It is early morning on a cold January day in the U.S. Pacific Northwest. Photographer Walter Whitman is staring pensively at a huge concrete building half a kilometer away. He then turns to his tripod-mounted Hasselblad camera, peers through its viewfinder, and after a few adjustments...Click!
Framed in that shot was B Reactor, the world's first full-scale nuclear reactor and a fundamental piece of the Manhattan Project, the U.S. government's World War II program that produced the first atomic bombs. B Reactor now faces an uncertain future: if a plan to convert it into a museum is not successful, it may be demolished as part of a sprawling cleanup effort at the Hanford nuclear site, where the reactor sits.
The shot Whitman took that day, along with other images of B Reactor, are reproduced in this issue's "The Atomic Fortress That Time Forgot." Making the gelatin silver prints from the negatives, says Whitman, required 25 hours in a darkroom and painstaking adjustments of contrast, exposure, and other parameters. "That makes each print a true one-of-a-kind piece of art," he says.
Whitman and his assistant, Ha Huynh, even had access to the reactor's rear face, an area where very few visitors have been permitted - and the closest you can get to the massive nuclear core.

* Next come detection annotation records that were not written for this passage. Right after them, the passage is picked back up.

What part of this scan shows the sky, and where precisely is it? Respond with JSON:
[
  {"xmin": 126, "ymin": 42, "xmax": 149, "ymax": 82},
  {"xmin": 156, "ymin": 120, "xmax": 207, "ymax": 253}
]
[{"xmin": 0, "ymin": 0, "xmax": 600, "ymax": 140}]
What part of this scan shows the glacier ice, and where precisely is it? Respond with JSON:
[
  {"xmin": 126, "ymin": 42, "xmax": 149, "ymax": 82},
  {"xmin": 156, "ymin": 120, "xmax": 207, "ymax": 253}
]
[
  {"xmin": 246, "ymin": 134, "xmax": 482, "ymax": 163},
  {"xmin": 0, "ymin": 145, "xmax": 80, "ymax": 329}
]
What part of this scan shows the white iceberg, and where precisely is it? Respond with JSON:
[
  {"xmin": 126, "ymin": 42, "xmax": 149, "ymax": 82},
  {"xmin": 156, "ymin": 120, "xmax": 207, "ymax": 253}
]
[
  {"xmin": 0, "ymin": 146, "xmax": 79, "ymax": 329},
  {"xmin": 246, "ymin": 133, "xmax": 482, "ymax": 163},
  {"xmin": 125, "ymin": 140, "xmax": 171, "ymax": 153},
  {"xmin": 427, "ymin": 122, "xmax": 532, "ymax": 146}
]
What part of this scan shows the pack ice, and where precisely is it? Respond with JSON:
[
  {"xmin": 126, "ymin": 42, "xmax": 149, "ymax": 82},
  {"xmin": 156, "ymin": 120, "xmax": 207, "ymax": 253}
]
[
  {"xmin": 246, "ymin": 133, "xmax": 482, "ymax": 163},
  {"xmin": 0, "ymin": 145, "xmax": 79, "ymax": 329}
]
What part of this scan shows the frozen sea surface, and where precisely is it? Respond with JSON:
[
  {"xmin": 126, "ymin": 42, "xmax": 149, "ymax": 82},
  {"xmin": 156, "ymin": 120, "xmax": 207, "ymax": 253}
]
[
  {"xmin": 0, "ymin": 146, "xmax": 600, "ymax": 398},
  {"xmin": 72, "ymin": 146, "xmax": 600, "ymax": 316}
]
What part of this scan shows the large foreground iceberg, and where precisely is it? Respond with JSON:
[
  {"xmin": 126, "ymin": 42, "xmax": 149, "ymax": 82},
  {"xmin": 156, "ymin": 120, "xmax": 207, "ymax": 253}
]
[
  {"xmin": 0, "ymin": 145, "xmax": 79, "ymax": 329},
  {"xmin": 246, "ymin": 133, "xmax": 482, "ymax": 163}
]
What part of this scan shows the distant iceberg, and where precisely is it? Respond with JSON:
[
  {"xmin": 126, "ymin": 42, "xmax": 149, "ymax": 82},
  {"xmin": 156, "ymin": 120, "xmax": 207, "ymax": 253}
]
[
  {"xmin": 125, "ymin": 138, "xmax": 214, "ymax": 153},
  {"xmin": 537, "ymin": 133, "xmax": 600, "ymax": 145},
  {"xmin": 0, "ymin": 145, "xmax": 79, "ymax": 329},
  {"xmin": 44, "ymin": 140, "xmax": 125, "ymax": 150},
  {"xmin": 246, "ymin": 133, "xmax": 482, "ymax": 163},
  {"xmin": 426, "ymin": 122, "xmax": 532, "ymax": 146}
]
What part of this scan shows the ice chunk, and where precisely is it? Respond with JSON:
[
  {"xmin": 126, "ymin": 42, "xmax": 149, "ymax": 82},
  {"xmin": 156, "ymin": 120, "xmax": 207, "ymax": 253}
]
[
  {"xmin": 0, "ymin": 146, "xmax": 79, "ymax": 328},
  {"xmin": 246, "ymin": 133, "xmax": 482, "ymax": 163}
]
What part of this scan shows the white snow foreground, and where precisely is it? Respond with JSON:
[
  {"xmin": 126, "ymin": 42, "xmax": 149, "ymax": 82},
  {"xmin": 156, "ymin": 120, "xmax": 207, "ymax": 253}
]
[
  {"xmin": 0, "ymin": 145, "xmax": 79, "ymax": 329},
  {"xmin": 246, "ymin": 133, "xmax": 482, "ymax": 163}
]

Before leaving, the pair took one last picture of B Reactor [above]. It shows the reactor as a backdrop for a toy gnome they had found at a local supermarket and had promptly named "Hanford." Then it was time to go. For Whitman, the two and a half days he spent exploring the place didn't seem nearly enough. "I could spend weeks there," he said ruefully, a few weeks after the shoot.